Petite visite "touristique" dans la vallée du Jourdain

Beaucoup de misère qui saute aux yeux dès que l'on franchi le check point. Il est difficile pour un européen de venir de Naplouse pour pénétrer dans cette zone. Il a fallu un long contrôle avant que je puisse passer avec le taxi. N.  (palestinienne) a dû passer à pied pour être contrôlée. Moi j'ai attendu durant 30 mn, sous un soleil de plomb avec le taxi, que le responsable vérifie je ne sais quoi avec mon passeport. Apparemment c'est parce que je venais de Naplouse. J. et le reste du groupe de français ont eu moins de problème en passant un autre checkpoint.

Google Map



Une fois passé ce barrage militaire, nous sommes allés dans un camp Bédouin perdu dans une région totalement désertique où les habitants construisent une maison pour accueillir les étrangers. Ils fabriquent des briques en terre et en paille avec des matériaux livré par un ONG car les constructions en pierre sont interdites. De plus comme les israéliens risque de les détruire, c'est moins difficile à reconstruire.


Ensuite nous sommes allé dans une ferme appartenant à une colonie. Les ouvriers palestiniens ou d'autres nationalités (Asie, je crois) sont hébergés dans les locaux en tôle qui sous le soleil, sont de vrai fours. Chaque local doit faire 3 mètres sur 3. Les toilettes sont creusées à même la terre, juste un trou !!!!.

D'après les témoignages que nous avons recueilli les ouvriers sont payés environ 100 shekels par jour (100 FF ou 20 euros) pour les journées qui peuvent être très longues (de 8 à 12h). Des enfants de 10 ans travaillent à cueillir des dattes ou d'autres fruits, on les "pose" au sommet de l'arbre pour plusieurs heures. Certains tombent et il n'y a aucune couverture sociale, lorsqu'ils ont un accident, ils se débrouillent !. Le salaire peut être variable en fonction de l'âge et du rendement.

Certains palestiniens ont leur propre ferme, ils vendent leurs produits aux palestiniens exclusivement. Il ne peuvent exporter leur produit. Un système a été mis en place par les colons pour "exporter" des produits sous étiquette "made in  Palestine" (autorisé par la C.E.) mais c'est à dire 1% de produits palestiniens et 99% de produit originaires des fermes des colonies.




Les palestiniens qui ont choisi de partir en Cisjordanie pour trouver du travail et de meilleures conditions de vie, se voient "réquisitionner" leurs terres. Si ils les réclament à leur retour, on leur donne en échange des terres appartenant à d'autres palestiniens.
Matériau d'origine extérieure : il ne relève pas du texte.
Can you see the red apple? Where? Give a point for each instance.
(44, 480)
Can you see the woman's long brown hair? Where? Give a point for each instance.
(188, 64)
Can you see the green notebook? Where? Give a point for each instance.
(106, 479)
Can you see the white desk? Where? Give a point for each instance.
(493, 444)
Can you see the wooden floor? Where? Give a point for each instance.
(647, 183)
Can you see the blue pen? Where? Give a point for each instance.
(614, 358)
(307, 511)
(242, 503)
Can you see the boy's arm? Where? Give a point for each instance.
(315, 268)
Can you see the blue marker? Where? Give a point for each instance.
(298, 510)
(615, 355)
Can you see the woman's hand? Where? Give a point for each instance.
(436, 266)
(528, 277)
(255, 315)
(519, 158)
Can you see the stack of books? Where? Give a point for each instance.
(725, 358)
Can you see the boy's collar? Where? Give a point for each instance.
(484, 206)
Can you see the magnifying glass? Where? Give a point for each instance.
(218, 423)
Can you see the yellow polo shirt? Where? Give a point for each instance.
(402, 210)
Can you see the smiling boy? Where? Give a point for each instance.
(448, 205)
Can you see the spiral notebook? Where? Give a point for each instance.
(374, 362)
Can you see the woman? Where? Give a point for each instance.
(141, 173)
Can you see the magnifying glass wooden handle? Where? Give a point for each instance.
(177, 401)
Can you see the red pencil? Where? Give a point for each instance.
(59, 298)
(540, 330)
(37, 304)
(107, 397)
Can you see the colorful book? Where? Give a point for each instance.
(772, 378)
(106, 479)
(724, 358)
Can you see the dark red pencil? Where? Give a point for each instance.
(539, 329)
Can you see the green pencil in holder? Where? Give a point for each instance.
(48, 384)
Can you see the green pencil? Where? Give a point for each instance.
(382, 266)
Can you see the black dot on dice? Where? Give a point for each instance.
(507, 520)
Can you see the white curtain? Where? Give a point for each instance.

Il faut préciser que l'eau et l'électricité sont réservés aux colons ce qui entraîne des conditions de vie déplorable pour la population palestinienne. L'eau leur est vendue à un prix prohibitif et entreposée dans les citernes en plastique noir en plein soleil. Aucune possibilité d'arrosage pour eux alors que des milliers de litres d'eau sont déversées dans les fermes des colonies.

La situation d'occupation est a son paroxysme dans cette région du fait de l'irrigation par le Jourdain. Une grande bande verte longe ses rives et permet aux israéliens de financer en grande partie leur occupation grâce à l'exportation vers nos pays européens. L'exploitation des palestiniens, de tous âges, permet de faire d'énormes bénéfices au profit des sociétés comme Agrexco, Carmel et autre exportateurs locaux. Le boycott de ces produits "made in Israël" est un des moyens à utiliser contre ces abus inacceptables.

Officiellement, la vallée du Jourdain fait partie des territoires alloués aux palestiniens dans le partage de 1948 entériné par une résolution de l'ONU.